Mandatory equipment Whee_20Shocks
I think you'll agree... [lurch, Aug 23 2006]


       If you're experiencing zero-G, I'm not sure you'd be able to steer, or brake, or anything. You might not need gently climbing up-slopes, because there'd just be a big mash of crumpled steel at the bottom.   

       Can't anyone with a car already experience zero G by driving it off a cliff?
zen_tom, Aug 23 2006

       Braking might be difficult.
egbert, Aug 23 2006

       Um, a car can experience zero-G while going up. A parabola is commonly understood to be an arch shape, going up, over and down. But yes, the curves that take the car from going down to going up could be made gradual. Though that would add to the cost of making the road, and reduce the zero-G time.
baconbrain, Aug 23 2006

       I think that gradients required would be akin to driving off a cliff, as [zen_tom] suggests. Consider that a really steep hill is only 30° in reality.   

       Another problem I see with zero G driving is that all my CoolMints would levitate out of their current enclosure and impair my vision. Still, I guess if I can't brake nor steer then it doesn't really matter.
Texticle, Aug 23 2006

       At zero G, how do you plan to steer? Your tyres would have exactly zero traction, and your brakes would be useless too.
BunsenHoneydew, Aug 29 2006

       The other consequence of losing traction, besides loss of control, is that air resistance would no longer be overcome by the car's engine, and the resulting acceleration would prevent simulated freefall.
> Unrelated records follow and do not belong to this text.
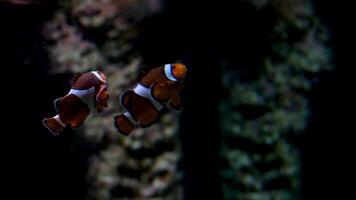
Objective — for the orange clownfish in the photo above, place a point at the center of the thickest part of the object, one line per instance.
(160, 87)
(87, 90)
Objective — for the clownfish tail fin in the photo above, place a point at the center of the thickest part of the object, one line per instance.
(75, 78)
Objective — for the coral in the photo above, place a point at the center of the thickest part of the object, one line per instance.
(85, 35)
(260, 117)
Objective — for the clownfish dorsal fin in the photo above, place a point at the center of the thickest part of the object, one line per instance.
(75, 78)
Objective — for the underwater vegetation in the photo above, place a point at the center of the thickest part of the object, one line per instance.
(85, 34)
(266, 108)
(264, 105)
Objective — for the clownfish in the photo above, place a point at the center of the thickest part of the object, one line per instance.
(88, 90)
(159, 88)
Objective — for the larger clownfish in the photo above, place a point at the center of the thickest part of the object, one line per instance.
(88, 90)
(160, 87)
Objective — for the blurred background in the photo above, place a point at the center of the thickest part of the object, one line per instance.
(257, 103)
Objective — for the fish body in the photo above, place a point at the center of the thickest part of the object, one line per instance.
(157, 89)
(88, 90)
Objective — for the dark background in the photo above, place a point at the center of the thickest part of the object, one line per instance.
(38, 165)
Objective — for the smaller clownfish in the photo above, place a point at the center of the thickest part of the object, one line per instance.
(158, 88)
(88, 89)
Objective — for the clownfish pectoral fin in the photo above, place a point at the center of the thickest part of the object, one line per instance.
(53, 125)
(123, 124)
(75, 78)
(125, 100)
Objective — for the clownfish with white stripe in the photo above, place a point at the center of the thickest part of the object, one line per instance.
(159, 88)
(88, 90)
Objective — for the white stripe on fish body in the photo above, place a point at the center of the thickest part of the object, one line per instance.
(146, 93)
(87, 96)
(168, 72)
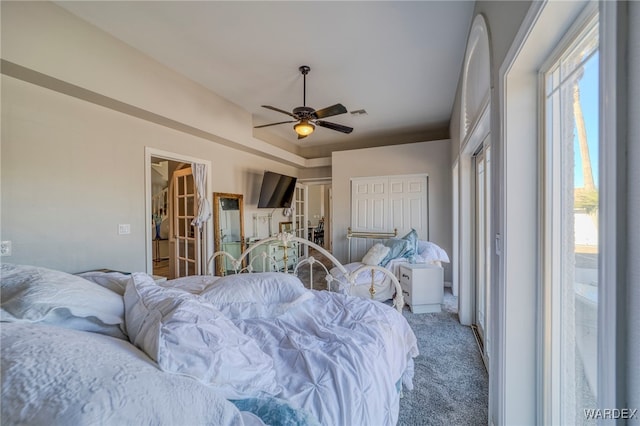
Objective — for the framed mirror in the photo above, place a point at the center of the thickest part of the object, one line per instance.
(228, 225)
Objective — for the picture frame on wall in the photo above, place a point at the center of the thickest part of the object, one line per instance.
(285, 227)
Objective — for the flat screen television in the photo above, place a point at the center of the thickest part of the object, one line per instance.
(276, 191)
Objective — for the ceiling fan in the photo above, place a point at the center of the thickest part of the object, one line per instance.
(306, 117)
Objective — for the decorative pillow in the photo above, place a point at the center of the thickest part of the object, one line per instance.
(188, 336)
(376, 254)
(256, 295)
(412, 237)
(397, 248)
(34, 294)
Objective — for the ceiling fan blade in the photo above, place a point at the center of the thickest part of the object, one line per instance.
(279, 110)
(330, 111)
(273, 124)
(334, 126)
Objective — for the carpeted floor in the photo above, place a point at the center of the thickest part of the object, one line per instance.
(451, 384)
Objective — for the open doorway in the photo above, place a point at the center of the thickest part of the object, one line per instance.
(319, 213)
(175, 248)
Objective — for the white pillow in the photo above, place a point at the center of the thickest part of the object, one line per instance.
(431, 252)
(56, 376)
(34, 294)
(188, 336)
(114, 281)
(376, 254)
(256, 295)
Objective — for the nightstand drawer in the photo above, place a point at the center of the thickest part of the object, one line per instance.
(422, 286)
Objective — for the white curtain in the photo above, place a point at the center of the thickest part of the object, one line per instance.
(200, 180)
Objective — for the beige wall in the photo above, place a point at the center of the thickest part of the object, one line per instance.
(432, 158)
(73, 151)
(72, 171)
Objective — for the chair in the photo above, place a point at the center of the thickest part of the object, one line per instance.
(318, 233)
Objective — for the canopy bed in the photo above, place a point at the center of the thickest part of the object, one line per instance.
(244, 348)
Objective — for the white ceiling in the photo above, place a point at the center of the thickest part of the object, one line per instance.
(399, 61)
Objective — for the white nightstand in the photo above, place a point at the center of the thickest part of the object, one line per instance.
(422, 286)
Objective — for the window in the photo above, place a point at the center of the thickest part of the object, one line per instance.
(571, 195)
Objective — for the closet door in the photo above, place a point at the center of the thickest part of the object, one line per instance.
(408, 205)
(369, 204)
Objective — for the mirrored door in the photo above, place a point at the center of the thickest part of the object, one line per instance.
(228, 222)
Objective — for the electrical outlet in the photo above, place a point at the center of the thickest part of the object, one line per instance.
(5, 248)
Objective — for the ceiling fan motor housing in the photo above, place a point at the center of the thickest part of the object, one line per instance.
(304, 112)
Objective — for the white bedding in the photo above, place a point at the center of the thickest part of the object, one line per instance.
(426, 252)
(322, 355)
(340, 358)
(58, 376)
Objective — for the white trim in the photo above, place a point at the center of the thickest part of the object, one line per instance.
(153, 152)
(516, 303)
(475, 130)
(612, 208)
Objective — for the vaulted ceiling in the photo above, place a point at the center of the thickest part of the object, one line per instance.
(398, 61)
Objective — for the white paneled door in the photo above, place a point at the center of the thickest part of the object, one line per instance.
(385, 203)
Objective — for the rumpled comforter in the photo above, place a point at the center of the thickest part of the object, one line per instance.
(341, 358)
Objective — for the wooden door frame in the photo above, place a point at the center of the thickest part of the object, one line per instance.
(150, 152)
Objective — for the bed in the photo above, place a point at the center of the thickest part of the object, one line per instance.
(367, 277)
(244, 349)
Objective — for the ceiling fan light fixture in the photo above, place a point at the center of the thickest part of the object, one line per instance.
(304, 128)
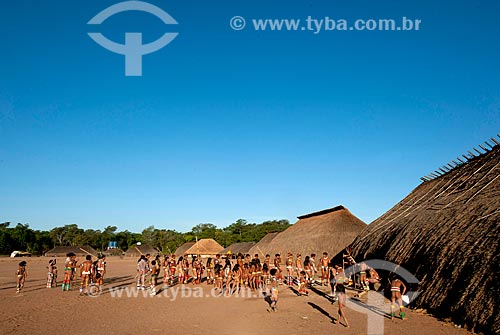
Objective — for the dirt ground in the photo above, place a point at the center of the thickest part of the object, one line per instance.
(186, 309)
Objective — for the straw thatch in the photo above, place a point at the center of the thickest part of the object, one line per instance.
(205, 247)
(143, 249)
(329, 230)
(263, 244)
(238, 248)
(446, 233)
(183, 248)
(61, 251)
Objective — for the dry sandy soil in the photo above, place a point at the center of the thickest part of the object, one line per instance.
(195, 309)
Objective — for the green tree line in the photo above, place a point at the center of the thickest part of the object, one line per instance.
(22, 237)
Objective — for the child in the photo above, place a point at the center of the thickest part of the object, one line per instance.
(303, 283)
(21, 276)
(274, 290)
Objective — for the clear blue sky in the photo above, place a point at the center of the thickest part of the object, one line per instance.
(230, 124)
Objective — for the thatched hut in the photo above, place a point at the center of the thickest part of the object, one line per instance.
(328, 230)
(238, 248)
(446, 232)
(143, 249)
(205, 247)
(263, 244)
(183, 248)
(62, 251)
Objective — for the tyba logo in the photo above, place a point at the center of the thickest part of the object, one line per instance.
(133, 49)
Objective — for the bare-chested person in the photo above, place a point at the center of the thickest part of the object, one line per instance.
(396, 294)
(323, 265)
(298, 266)
(289, 269)
(69, 266)
(173, 267)
(21, 275)
(341, 281)
(85, 274)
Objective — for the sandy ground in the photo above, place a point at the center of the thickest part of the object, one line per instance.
(185, 309)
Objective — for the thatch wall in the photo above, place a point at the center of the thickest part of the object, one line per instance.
(447, 233)
(183, 248)
(239, 248)
(329, 230)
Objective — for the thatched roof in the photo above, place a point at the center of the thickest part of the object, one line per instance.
(447, 234)
(61, 251)
(143, 249)
(206, 246)
(237, 248)
(262, 244)
(328, 230)
(183, 248)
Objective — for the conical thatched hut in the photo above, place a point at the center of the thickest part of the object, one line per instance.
(263, 244)
(205, 247)
(328, 230)
(61, 251)
(183, 248)
(447, 234)
(143, 249)
(238, 248)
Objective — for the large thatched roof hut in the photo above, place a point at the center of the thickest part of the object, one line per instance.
(205, 247)
(62, 251)
(262, 244)
(183, 248)
(328, 230)
(238, 248)
(446, 232)
(143, 249)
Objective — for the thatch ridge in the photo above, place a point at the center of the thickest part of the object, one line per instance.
(328, 230)
(446, 233)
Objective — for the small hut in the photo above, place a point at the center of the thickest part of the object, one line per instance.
(238, 248)
(205, 247)
(139, 250)
(62, 251)
(262, 244)
(329, 230)
(183, 248)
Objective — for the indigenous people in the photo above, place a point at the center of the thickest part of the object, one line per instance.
(166, 269)
(277, 266)
(340, 281)
(362, 272)
(185, 265)
(180, 270)
(210, 267)
(101, 270)
(69, 266)
(314, 269)
(173, 266)
(323, 265)
(307, 269)
(274, 289)
(302, 283)
(298, 265)
(289, 269)
(51, 278)
(85, 273)
(396, 294)
(155, 271)
(142, 270)
(236, 279)
(21, 274)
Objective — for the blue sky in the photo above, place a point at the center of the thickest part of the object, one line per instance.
(228, 124)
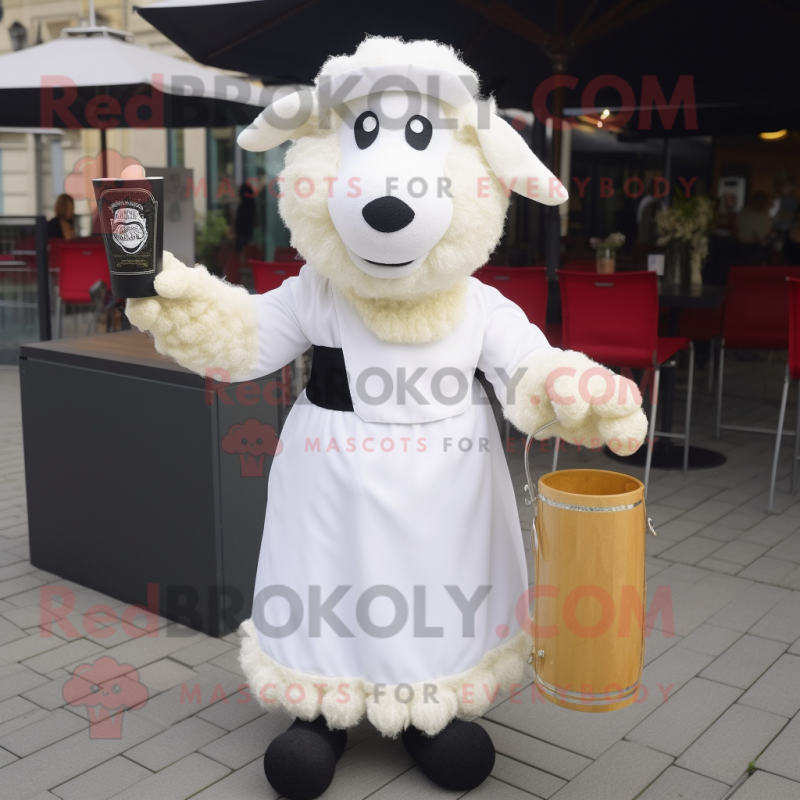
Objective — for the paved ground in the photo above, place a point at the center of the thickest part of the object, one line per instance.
(730, 675)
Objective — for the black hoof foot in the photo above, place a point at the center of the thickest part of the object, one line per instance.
(460, 758)
(300, 763)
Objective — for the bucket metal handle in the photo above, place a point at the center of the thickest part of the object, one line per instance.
(530, 488)
(531, 500)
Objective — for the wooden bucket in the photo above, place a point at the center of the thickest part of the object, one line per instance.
(588, 542)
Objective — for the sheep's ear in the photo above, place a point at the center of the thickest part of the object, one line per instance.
(515, 164)
(289, 117)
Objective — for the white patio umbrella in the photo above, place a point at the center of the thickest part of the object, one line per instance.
(95, 77)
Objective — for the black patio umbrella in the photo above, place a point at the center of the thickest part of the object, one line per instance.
(731, 62)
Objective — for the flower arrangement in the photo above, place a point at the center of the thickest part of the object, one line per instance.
(689, 220)
(612, 242)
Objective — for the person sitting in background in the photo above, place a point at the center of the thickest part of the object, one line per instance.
(791, 244)
(753, 222)
(62, 226)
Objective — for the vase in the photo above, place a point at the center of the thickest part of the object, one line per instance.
(676, 263)
(605, 260)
A car with sufficient aerodynamic downforce could overcome both these problems.
spidermother, Aug 29 2006

       [plish] where I live we have drumlins - lots of them, glacial deposit scenery sometimes referred to as "a basket of eggs'' and zero gs abound, so I'm neutral on this one (0)
xenzag, Aug 29 2006

       This isn't as unrealistic as I thought. Did a few Excell calcs, get the following:   

       Inuitial speed = 30 m/s (pretty roughly 100km/hr or 60 MPH)   

       starting on a 1:3 upslope (~26 degrees)   

       It's basically a rounded hump in the road, with a parabolic shape.   

       the road will rise about 5 1/2 metres, and 2.15 seconds after starting onto the ZEROG, level with the intiial position, (distance along the road is about 40 metres). You come out of it at a 26 degree downward slope. So the thing's identical coming from either direction. I'd argue that natural formations like this would appear all over the place. Just a specifically shaped hump in the road, really. Oh, at, say 70MPH you'd get airborne over the entire thing...   

       Any larger and you get some rediculous slopes (that you couldn't grade, concrete or pour bitumen on) or rediculous speeds (I took 60MPH as a petty good upper limit for highway speeds). 2.15 seconds and 40 metres probably isn't far enough to go on a wild skid. May I suggest reinforced guide rails, however?   

       Road construction includes some rediculous expenditure on shaping, fill/fill removal, etc. The least they could do is put in some interesting features.
Custardguts, Aug 31 2006

       Thanks for the figures.   

       I knew somebody out there will go to the trouble of figuring out speeds and times.   

       So, it isn't as impossible thing as it would seem to be.